Right from the end of the ‘60s, apocalyptic topics broadened up in a cultural genre mixed with SciFi, urban myths, real environmental disasters, blockbuster movies, TV shocking documentaries, the statistics of ending resources and the maps of pollution..
We either seem to speed up the end with irrational social practices and technological carelessness (I think at the bitter end of Mihalis Kakogiannis’ comedy, The Day the Fish Came Out, in 1967, but also to the recent tragedy at Fukushima), or we have a terrible bad luck if we get on the orbit of an asteroid or a jet of gamma radiation coming out from a stellar explosion…
An American investor bought an abandoned warehouse for nuclear missiles in Kansas, to convert it into a 14-storey underground block, for survival in the case of various apocalyptic scenarios (varying from biological attacks, to solar disasters or geo-magnetic ones), only for the privileged who have at least one million dollars to buy half a storey… The vertical underground tube may host luxury flats, a school, library, hospital, cinema, pool or even a farm able to provide fresh food (fish and vegetables) on an unlimited time… As an irony, à la Delirious New York, such a conversion may actually turn soon into a new “social reactor” model, far from a luxurious spa for the paranoid communities with lots of money.

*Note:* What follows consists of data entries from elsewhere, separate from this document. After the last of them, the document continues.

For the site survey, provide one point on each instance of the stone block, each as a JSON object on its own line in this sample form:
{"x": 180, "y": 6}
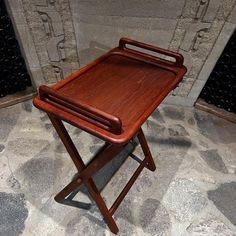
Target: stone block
{"x": 37, "y": 77}
{"x": 102, "y": 33}
{"x": 232, "y": 16}
{"x": 184, "y": 199}
{"x": 209, "y": 226}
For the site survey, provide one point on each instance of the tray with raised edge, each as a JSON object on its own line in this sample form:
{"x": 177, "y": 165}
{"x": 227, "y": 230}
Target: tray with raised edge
{"x": 114, "y": 95}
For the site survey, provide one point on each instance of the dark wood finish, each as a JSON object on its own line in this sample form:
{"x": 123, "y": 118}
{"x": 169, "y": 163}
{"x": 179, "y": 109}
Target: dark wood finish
{"x": 110, "y": 98}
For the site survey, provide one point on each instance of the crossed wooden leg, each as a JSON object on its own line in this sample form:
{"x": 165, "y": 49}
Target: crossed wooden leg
{"x": 85, "y": 172}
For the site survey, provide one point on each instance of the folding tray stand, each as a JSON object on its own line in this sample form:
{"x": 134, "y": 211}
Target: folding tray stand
{"x": 111, "y": 98}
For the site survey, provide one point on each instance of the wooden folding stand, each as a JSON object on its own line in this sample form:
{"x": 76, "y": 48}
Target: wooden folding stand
{"x": 111, "y": 98}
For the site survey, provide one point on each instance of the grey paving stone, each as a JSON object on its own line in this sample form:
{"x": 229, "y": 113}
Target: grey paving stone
{"x": 8, "y": 119}
{"x": 210, "y": 227}
{"x": 177, "y": 130}
{"x": 224, "y": 197}
{"x": 37, "y": 176}
{"x": 184, "y": 199}
{"x": 214, "y": 128}
{"x": 125, "y": 219}
{"x": 174, "y": 113}
{"x": 85, "y": 225}
{"x": 13, "y": 213}
{"x": 27, "y": 106}
{"x": 214, "y": 160}
{"x": 156, "y": 115}
{"x": 191, "y": 121}
{"x": 26, "y": 146}
{"x": 154, "y": 218}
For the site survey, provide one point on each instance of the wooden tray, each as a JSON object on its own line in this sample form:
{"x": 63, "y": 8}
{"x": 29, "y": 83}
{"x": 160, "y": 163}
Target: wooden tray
{"x": 113, "y": 96}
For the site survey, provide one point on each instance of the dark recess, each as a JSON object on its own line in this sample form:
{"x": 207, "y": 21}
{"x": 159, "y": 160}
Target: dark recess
{"x": 220, "y": 88}
{"x": 13, "y": 73}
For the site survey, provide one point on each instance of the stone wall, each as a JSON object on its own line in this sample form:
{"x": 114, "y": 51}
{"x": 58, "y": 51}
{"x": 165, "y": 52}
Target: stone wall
{"x": 46, "y": 32}
{"x": 63, "y": 30}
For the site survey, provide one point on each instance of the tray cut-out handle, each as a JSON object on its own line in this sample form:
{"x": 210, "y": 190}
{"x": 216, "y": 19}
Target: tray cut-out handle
{"x": 126, "y": 41}
{"x": 83, "y": 111}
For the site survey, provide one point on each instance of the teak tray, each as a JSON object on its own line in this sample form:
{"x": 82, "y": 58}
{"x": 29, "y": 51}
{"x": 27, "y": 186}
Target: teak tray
{"x": 113, "y": 96}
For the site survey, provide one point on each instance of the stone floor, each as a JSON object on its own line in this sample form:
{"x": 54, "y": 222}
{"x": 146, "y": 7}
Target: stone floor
{"x": 192, "y": 192}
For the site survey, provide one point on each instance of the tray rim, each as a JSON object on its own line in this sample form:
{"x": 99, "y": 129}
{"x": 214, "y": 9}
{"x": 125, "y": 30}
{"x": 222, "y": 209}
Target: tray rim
{"x": 124, "y": 137}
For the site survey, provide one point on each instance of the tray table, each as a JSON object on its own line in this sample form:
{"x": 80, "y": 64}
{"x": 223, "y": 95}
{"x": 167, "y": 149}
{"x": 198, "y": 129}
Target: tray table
{"x": 111, "y": 98}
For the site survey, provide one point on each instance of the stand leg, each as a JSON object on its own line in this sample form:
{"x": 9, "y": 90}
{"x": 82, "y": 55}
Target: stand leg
{"x": 142, "y": 140}
{"x": 76, "y": 158}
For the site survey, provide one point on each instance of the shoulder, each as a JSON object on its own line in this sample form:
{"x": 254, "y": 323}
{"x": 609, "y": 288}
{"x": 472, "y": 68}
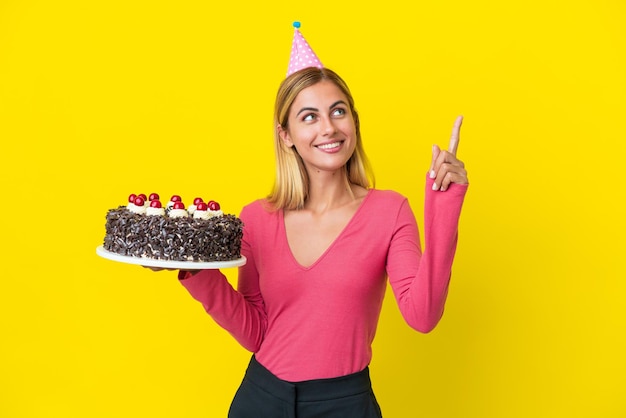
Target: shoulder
{"x": 386, "y": 198}
{"x": 257, "y": 210}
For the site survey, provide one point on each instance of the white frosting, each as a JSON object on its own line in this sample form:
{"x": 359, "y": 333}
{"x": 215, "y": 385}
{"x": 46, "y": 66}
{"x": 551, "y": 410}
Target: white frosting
{"x": 178, "y": 213}
{"x": 136, "y": 209}
{"x": 201, "y": 214}
{"x": 150, "y": 211}
{"x": 215, "y": 213}
{"x": 207, "y": 214}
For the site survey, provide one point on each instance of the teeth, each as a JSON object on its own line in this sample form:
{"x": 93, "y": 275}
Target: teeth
{"x": 329, "y": 146}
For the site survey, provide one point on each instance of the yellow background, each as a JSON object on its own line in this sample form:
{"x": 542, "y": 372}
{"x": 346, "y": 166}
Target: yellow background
{"x": 101, "y": 99}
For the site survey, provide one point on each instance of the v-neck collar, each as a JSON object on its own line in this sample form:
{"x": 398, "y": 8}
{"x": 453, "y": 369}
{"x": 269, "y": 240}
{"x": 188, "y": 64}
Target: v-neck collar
{"x": 333, "y": 242}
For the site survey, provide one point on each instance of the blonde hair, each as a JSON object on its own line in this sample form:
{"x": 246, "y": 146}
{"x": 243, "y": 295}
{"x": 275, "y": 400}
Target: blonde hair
{"x": 291, "y": 186}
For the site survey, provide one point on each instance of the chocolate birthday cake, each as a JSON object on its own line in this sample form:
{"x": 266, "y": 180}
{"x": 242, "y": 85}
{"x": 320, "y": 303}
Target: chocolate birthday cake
{"x": 144, "y": 228}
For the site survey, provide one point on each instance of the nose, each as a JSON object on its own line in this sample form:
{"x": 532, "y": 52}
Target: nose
{"x": 328, "y": 126}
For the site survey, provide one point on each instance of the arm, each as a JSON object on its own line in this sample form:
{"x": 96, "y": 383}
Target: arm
{"x": 241, "y": 312}
{"x": 420, "y": 281}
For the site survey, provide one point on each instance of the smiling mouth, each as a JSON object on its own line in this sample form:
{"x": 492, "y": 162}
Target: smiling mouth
{"x": 331, "y": 145}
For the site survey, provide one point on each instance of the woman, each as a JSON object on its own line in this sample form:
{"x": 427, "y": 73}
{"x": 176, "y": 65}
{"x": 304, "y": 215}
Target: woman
{"x": 320, "y": 249}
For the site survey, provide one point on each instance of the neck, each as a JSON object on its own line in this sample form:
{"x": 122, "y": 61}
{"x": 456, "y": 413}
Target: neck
{"x": 329, "y": 191}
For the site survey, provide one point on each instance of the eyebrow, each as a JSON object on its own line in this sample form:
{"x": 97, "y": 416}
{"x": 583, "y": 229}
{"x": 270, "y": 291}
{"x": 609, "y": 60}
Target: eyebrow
{"x": 304, "y": 109}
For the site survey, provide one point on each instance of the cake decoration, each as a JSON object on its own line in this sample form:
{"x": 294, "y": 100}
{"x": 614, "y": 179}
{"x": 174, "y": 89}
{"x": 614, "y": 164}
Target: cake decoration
{"x": 145, "y": 229}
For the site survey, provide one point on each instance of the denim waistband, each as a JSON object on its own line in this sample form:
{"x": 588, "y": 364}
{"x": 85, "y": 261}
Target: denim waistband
{"x": 309, "y": 390}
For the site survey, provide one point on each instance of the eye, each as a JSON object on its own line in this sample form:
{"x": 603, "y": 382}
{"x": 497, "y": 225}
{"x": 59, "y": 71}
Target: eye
{"x": 340, "y": 111}
{"x": 309, "y": 117}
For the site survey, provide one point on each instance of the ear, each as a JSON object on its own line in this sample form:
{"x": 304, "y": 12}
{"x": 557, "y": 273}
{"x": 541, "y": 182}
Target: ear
{"x": 284, "y": 136}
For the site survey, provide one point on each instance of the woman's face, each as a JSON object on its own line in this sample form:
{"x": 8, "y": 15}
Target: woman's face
{"x": 321, "y": 127}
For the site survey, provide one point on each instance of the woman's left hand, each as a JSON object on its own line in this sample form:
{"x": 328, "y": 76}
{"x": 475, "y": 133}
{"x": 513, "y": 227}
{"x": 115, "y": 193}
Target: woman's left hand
{"x": 445, "y": 168}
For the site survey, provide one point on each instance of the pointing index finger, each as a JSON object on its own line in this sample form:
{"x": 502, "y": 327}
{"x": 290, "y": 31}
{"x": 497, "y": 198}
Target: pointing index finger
{"x": 455, "y": 137}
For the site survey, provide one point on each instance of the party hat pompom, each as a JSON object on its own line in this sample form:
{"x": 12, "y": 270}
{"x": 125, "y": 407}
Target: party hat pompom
{"x": 302, "y": 56}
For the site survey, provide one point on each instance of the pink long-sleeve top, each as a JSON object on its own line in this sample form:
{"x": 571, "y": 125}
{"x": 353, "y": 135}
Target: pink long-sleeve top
{"x": 319, "y": 321}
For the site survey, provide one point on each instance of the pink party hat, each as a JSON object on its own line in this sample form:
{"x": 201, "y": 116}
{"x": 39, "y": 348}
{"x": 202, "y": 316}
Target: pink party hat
{"x": 302, "y": 56}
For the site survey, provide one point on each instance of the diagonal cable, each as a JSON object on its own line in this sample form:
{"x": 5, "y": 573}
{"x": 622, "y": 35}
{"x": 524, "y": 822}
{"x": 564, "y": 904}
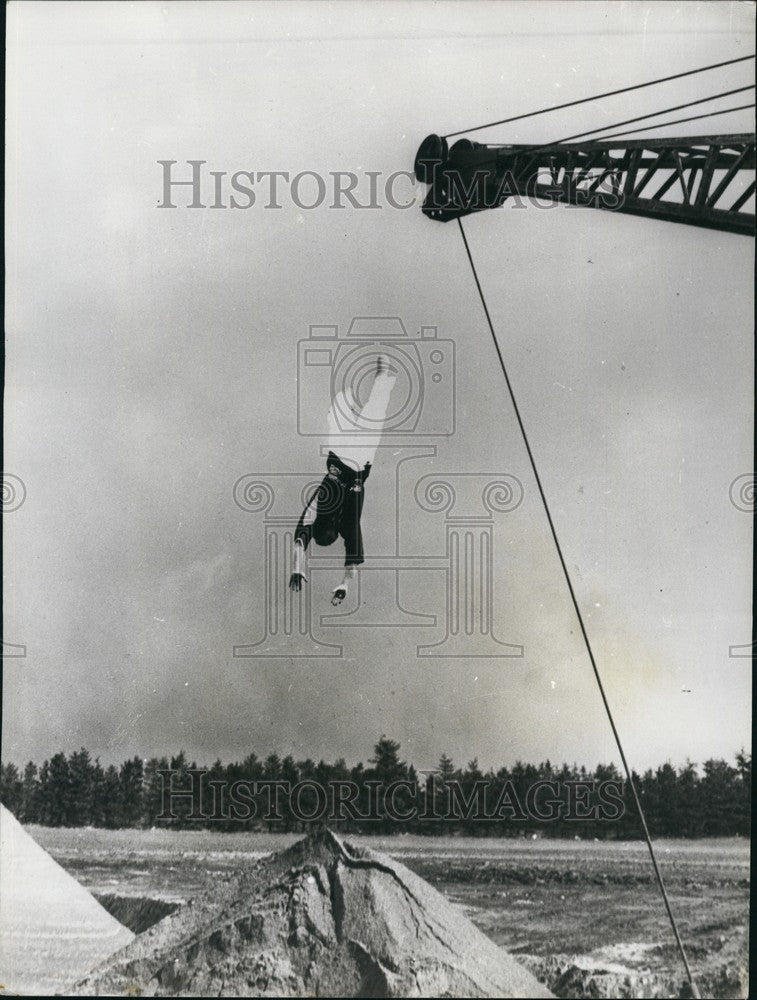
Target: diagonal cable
{"x": 597, "y": 97}
{"x": 629, "y": 776}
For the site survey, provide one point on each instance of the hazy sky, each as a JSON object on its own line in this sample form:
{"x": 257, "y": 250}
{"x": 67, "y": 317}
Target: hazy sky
{"x": 152, "y": 361}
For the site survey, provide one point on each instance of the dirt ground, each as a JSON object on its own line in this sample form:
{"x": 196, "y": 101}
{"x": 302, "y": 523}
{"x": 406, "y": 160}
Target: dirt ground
{"x": 584, "y": 916}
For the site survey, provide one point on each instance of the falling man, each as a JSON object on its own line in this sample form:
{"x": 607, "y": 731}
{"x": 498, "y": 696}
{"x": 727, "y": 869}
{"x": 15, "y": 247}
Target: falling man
{"x": 335, "y": 508}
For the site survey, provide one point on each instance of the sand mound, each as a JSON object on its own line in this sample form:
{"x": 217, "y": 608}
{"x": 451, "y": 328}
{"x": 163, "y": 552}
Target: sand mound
{"x": 52, "y": 931}
{"x": 323, "y": 918}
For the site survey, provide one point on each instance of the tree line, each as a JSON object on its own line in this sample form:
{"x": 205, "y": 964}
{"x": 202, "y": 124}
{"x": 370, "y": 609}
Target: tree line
{"x": 526, "y": 799}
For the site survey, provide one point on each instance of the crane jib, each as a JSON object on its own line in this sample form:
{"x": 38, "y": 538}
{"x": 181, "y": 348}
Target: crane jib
{"x": 697, "y": 180}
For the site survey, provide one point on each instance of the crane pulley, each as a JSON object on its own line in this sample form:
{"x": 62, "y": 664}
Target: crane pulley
{"x": 698, "y": 180}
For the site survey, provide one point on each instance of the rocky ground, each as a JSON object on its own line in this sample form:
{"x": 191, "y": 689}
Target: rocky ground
{"x": 585, "y": 917}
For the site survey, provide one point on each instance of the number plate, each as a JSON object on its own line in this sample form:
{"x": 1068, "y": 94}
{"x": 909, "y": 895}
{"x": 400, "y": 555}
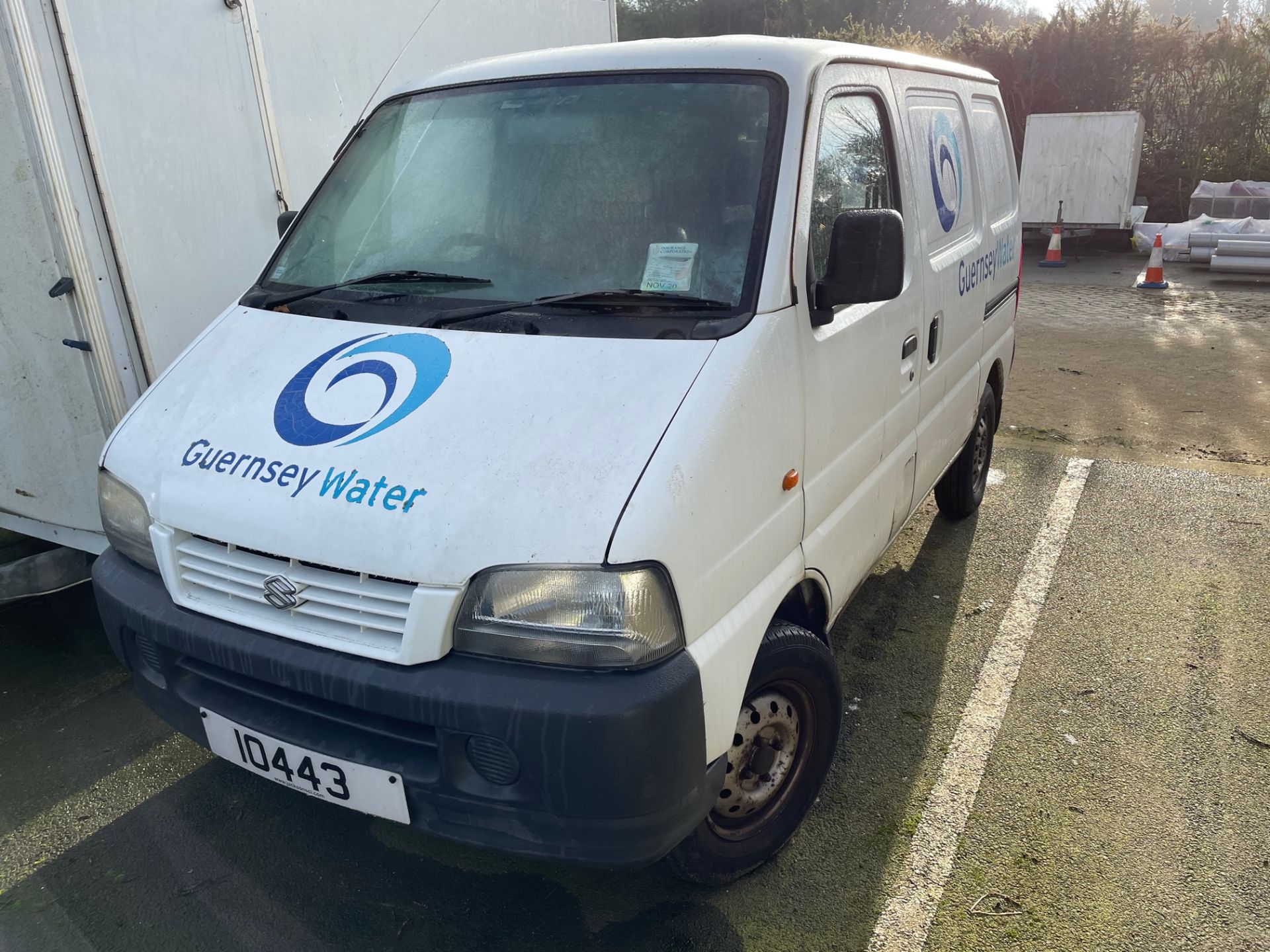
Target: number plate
{"x": 356, "y": 786}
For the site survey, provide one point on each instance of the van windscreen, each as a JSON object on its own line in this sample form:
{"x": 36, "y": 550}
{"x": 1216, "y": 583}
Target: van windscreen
{"x": 656, "y": 183}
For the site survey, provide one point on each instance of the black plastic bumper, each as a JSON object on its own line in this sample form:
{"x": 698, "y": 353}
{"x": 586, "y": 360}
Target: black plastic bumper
{"x": 606, "y": 768}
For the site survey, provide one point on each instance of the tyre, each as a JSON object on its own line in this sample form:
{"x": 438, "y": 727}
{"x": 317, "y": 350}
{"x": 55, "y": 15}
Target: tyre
{"x": 959, "y": 493}
{"x": 786, "y": 734}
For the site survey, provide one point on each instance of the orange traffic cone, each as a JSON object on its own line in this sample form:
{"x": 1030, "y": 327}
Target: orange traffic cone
{"x": 1054, "y": 253}
{"x": 1155, "y": 278}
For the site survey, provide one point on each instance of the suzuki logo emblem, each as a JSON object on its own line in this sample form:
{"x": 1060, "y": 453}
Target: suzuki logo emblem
{"x": 281, "y": 592}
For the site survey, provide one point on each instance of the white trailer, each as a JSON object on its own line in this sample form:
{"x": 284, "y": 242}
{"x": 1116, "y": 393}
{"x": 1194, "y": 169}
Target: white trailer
{"x": 1089, "y": 161}
{"x": 146, "y": 150}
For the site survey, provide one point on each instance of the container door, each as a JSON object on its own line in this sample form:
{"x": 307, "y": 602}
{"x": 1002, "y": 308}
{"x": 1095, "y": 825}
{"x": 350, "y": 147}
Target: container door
{"x": 51, "y": 429}
{"x": 179, "y": 149}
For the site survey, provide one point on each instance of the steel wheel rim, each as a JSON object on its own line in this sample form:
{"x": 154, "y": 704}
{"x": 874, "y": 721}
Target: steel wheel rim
{"x": 745, "y": 804}
{"x": 980, "y": 469}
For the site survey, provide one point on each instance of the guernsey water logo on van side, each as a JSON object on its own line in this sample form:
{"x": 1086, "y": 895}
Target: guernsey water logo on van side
{"x": 945, "y": 158}
{"x": 426, "y": 360}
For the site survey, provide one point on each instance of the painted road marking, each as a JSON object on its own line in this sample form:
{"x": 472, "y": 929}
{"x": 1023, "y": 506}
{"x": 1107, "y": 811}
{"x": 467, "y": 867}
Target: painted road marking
{"x": 907, "y": 918}
{"x": 69, "y": 823}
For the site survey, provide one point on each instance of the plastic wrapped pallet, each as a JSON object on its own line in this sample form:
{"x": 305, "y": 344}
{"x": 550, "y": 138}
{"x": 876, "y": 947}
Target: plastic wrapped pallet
{"x": 1176, "y": 235}
{"x": 1231, "y": 200}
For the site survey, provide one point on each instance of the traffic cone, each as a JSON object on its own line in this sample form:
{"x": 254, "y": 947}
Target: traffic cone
{"x": 1155, "y": 280}
{"x": 1054, "y": 253}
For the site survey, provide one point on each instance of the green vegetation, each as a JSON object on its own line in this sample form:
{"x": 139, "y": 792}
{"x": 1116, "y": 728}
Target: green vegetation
{"x": 1205, "y": 93}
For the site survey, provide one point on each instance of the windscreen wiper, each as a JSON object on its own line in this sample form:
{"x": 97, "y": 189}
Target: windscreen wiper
{"x": 614, "y": 298}
{"x": 378, "y": 278}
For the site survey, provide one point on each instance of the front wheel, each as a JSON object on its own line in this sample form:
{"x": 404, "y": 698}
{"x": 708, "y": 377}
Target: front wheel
{"x": 786, "y": 734}
{"x": 959, "y": 493}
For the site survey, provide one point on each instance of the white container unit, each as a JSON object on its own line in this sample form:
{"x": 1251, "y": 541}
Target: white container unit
{"x": 146, "y": 151}
{"x": 1089, "y": 161}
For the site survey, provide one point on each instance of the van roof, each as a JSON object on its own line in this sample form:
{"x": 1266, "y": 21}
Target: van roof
{"x": 795, "y": 60}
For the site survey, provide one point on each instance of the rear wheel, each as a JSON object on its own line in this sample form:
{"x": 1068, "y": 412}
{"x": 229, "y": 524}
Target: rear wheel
{"x": 785, "y": 738}
{"x": 959, "y": 493}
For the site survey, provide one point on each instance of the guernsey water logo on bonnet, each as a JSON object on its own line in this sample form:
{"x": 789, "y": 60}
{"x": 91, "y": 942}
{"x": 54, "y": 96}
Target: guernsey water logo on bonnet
{"x": 423, "y": 358}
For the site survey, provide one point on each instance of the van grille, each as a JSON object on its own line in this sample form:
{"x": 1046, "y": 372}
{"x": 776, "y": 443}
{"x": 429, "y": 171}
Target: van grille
{"x": 333, "y": 603}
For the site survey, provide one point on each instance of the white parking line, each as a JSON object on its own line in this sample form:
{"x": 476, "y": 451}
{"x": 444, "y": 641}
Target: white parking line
{"x": 907, "y": 917}
{"x": 75, "y": 819}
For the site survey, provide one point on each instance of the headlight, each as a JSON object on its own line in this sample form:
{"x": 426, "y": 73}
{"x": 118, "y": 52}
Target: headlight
{"x": 126, "y": 520}
{"x": 582, "y": 617}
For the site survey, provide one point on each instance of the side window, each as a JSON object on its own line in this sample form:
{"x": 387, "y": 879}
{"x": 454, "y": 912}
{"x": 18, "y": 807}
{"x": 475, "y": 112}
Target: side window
{"x": 996, "y": 158}
{"x": 941, "y": 157}
{"x": 854, "y": 168}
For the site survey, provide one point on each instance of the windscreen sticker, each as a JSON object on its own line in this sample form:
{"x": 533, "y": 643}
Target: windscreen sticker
{"x": 669, "y": 267}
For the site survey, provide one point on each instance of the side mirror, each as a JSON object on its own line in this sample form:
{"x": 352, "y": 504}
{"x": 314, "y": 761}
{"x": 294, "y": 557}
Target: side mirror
{"x": 867, "y": 260}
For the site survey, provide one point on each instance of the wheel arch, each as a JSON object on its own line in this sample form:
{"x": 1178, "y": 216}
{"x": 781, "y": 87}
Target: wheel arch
{"x": 807, "y": 604}
{"x": 997, "y": 381}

In the 75th issue of our publication, the “Another future” article grouped projects for a degree to the Birmingham School of Architecture, focused on the idea of prospecting the future, especially the unfavourable scenarios. The “Floating London – A Vertical City” project, for instance, speculated about the opportunity of an amphibian city, able to convert existing high buildings in the case of a catastrophic floods due to the greenhouse effect, in agricultural and urban megastructures, obviously sustainable ones. Another project, “Sarajevo: Situation Normal All Fouled Up” offered a viable model both for war and for peace, for a post-conflict ingenious survival in a well-defined context, recovering and recycling almost everything at hand, as in Mad Max or Waterworld…
I’m almost afraid to say that there is a good side in that collective and ancestral team to the cosmic extinction or to technological dystopia, which disregards borders or nations. This links to the positive impact of a new way of thinking life after a disaster which is not up to us, or to avoid, or at least postpone the catastrophe in the case of unreasonable actions we are responsible for. I would like to think that survival, in the case of disasters, will not be about only the gloomy view of the efficiency of martial law and new paramilitary and self-defensive sects which learn now to use a high-precision rifle and get Molotov cocktails for imaginary terrestrial or extra-terrestrial invasions. I can only feel comfort at the thought that the architecture schools in Chile know to make emergency architecture for everybody (#90), that someone from Arup invented photobioreactors (an article, right in this issue), and that next year, if we survive, we will be able to see them work at IBA Hamburg, right where a former air anti-defense bunker from the war (a historical monument) will be the typical model of conversion in an energy co-generated central based on top passive and active environmental technologies, to support a whole smart area and, I hope, an equally educated society.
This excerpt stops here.